I am getting two baby nubian does and I can't think of names. I want something fun and unique that would sound good in the show ring. One is tan with a black stripe down her back and tail, and the other is black and white spotted.


----------



## enchantedgoats (Jun 2, 2013)

Pictures?


----------



## MishaO (Aug 24, 2013)

There not very good pictures


----------



## enchantedgoats (Jun 2, 2013)

Gingersnap, cinnamon, ginger rogers 
night sky, eclipse,domino, cookies and cream


----------



## magerz (Sep 24, 2013)

MishaO said:


> I am getting two baby nubian does and I can't think of names. I want something fun and unique that would sound good in the show ring. One is tan with a black stripe down her back and tail, and the other is black and white spotted.


Butterscop


----------



## mymigeriandwarfBailey (Sep 27, 2013)

I think one should've e Poppy and one Flick

-Grace P Michigan


----------



## mymigeriandwarfBailey (Sep 27, 2013)

Oh and Reggie

-Grace P Michigan


----------



## GoatieGranny (Jul 26, 2013)

Oreo, Ginger, Rusty....


----------



## milk and honey (Oct 31, 2010)

Calypso, Fandango, tango..Rhumba


----------



## magerz (Sep 24, 2013)

MishaO said:


> I am getting two baby nubian does and I can't think of names. I want something fun and unique that would sound good in the show ring. One is tan with a black stripe down her back and tail, and the other is black and white spotted.

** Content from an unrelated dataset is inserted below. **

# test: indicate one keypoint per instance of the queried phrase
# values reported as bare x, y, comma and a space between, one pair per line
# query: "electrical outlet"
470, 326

I can't think of any right now


----------



## definitelyunknown (Sep 14, 2013)

Honey & Bee


----------



## Jessica84 (Oct 27, 2011)

Comet for the black one :shrug:


----------



## goathiker (Apr 14, 2011)

How about 
Moonlight Mystery and Sunset Blaze?


----------



## clementegal (May 23, 2013)

Bubbles!!!


----------



## MoKa-Farms (Jun 19, 2013)

Tan one: Daisy, Rose, Nutmeg, Cinnamon. Cajeto. Cha-Cha. Tango.
Black and white: Starry night. Oreo. Polka-dot. Pie. Nita. Tallulah. Mandy.


----------



## HoosierShadow (Apr 20, 2010)

Cute name suggestions! This is always the hard part for me, my kids sometimes come up with names, sometimes not!

Whimsey, Honey, Lily, Kyrie, Matilda, Helia, Serenity, Skyra, Hope, okay I have no idea


----------



## definitelyunknown (Sep 14, 2013)

Annabella


----------